En este programa contaremos una fuga individual de un preso, ayudado por otros, en la cárcel pública de Cuenca pero antes veremos algunas cuestiones de carácter general, como la vigilancia en aquellos lugares.
La vigilancia en las cárceles se ejercía, en general, con falta de rigor. Por ejemplo, el alcaide permitía la salida de presos que tuviesen autorización. Por otro lado, los visitantes entraban y salían continuamente. Y como consecuencia de estas circunstancias y teniendo en cuenta que había un número elevado de reclusos, es fácil adivinar que el control que se efectuaba no podía garantizar que los presos no intentasen escaparse de la cárcel.
En realidad, el control que se ejercía consistía en encerrar cada noche a los delincuentes en sus aposentos carcelarios, pero ni se procedía al recuento ni se pasaba lista, con lo que si alguien se fugaba podía estar fuera de la cárcel días salvo que lo delataran sus colegas.
Con estas mínimas garantías no serían raras las evasiones… ¿Quiénes ejercían la vigilancia en las prisiones?
La vigilancia era misión a ejercer por el alcaide y sus oficiales, aunque con el trasiego de personas ajenas a la prisión y las mínimas precauciones, salvo cerrar las puertas por la noche, lo extraño es que no hubiese más intentos de fugas porque las oportunidades para huir eran abundantes.

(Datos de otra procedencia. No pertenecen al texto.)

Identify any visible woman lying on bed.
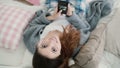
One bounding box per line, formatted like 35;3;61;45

De los testimonios que he traído esta mañana, este es muy esclarecedor sobre lo que estamos relatando:
‘Las puertas nunca todas están cerradas de día ni de noche hasta las 10 que se recogen los presos y el alcaide toma las llaves, y todo el día y noche, como hormiguero y procesión, entran y salen hombres y mujeres con comida y camas, y hablan con los presos sin preguntarles a qué entran, ni detenerlas, de donde considerará el que tuviere buen entendimiento que Dios guarda la cárcel; y que cualquiera que se atreviera a salir por la puerta no le detendrían si no fuese muy conocido’.
Lógicamente, aquellos que hubiesen cometido delitos muy graves y que estuvieran condenados a galeras o a la horca, como ya vimos en su momento, serían los primeros que intentarían la huida.
Efectivamente, estos condenados no tenían ninguna duda a la hora de intentar la aventura de la fuga. Por el contrario, los que hacían el cálculo de que sus cuentas con la justicia podían ser saldadas con azotes o destierro solían resignarse a su situación.
Porque si intentaban escaparse y eran descubiertos, el castigo al que serían sometidos sería más grave.
En esos casos, lo que se hacía era doblar el castigo, por ejemplo, de 100 o 200 azotes. El convicto de fuga daba por perdida cualquier esperanza de que la disciplina del alcaide y sus alguaciles fuese leve. A partir del momento en que eran localizados y vueltos a la cárcel, eran objeto de especial y enojosa vigilancia, como así relató Chaves:
‘Desto atribuyo la mayor ocasión a que no se atreven algunos a tomar la puerta porque si son descubiertos los tratan mal y de allí adelante los aprisionan con gran rigor’.
Y a la hora de escaparse ¿cómo lo hacían, qué era lo más frecuente?
Según este autor, el medio de escapar más generalizado, por rápido y sencillo, era salir disfrazado de mujer o de clérigo, y para ello lo único que había que hacer era templar los nervios en el momento crucial de pasar por delante de los porteros de la cárcel.
Disfraces no les faltarían, con ese trasiego de hombres y mujeres que hemos visto que ocurría durante todo el día y sin control.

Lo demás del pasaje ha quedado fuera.